Nigeria signed up to the Scaling-up Nutrition, SUN, movement in 2011 and signed the global Nutrition for Growth Compact in 2013. In doing so, the country committed to tackling its high rates of child malnutrition. In spite of these commitments, Nigeria has failed to allocate funds to scale up nutrition.
On September 8, 2015, Nigeria also adopted the National Strategic Plan of Action on Nutrition (NSPAN 2014 – 2019). The policy is expected to reduce stunting by 20%, wasting by 15% and increase exclusive breastfeeding by 50% in 2019.
“How can a policy be developed for 2014 to 2019, it is 2016 and there is no funding for it,” Dr.Philippa Momah, the Coordinator of Civil Society for Scaling-up Nutrition in Nigeria (CS-SUNN) said.
At a Town Hall Meeting on Nutrition in Abuja, Momah said, “We find it very disheartening that duty bearers and policy makers finalised the 2016 annual budget for the federation and at state levels within the new zero-based budgeting framework, yet nutrition was not seen as priority issue in a country where over 11 million under-five children are stunted. “
Stunting occurs when children are too short for their age and it is the commonest indicator of under-nutrition in Nigeria.

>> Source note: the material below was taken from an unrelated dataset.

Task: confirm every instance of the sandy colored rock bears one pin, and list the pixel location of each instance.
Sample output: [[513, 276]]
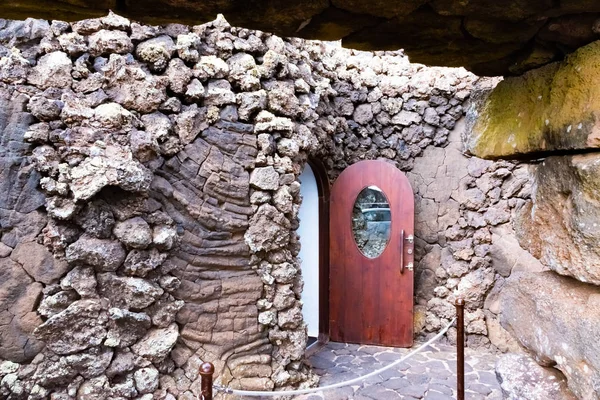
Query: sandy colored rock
[[542, 311], [521, 377]]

Others are wasting and underweight.
Over 11 million children are stunted in the country and Nigeria also accounts for one-tenth of the global burden of severe acute under-five malnutrition.
About 32% of under-five children in Nigeria are stunted with northern Nigeria bearing the largest burden.
Malnutrition is considered as a social injustice. Experts say stunted children have poor physical growth and brain development, which prevent them from reaching their full potential in life.
The 1,000 days, beginning from conception to a child’s two years of age, is the most critical stage in a child’s mental development and medical experts have concluded that any damage to the brain during this period as a result of malnutrition is irreversible.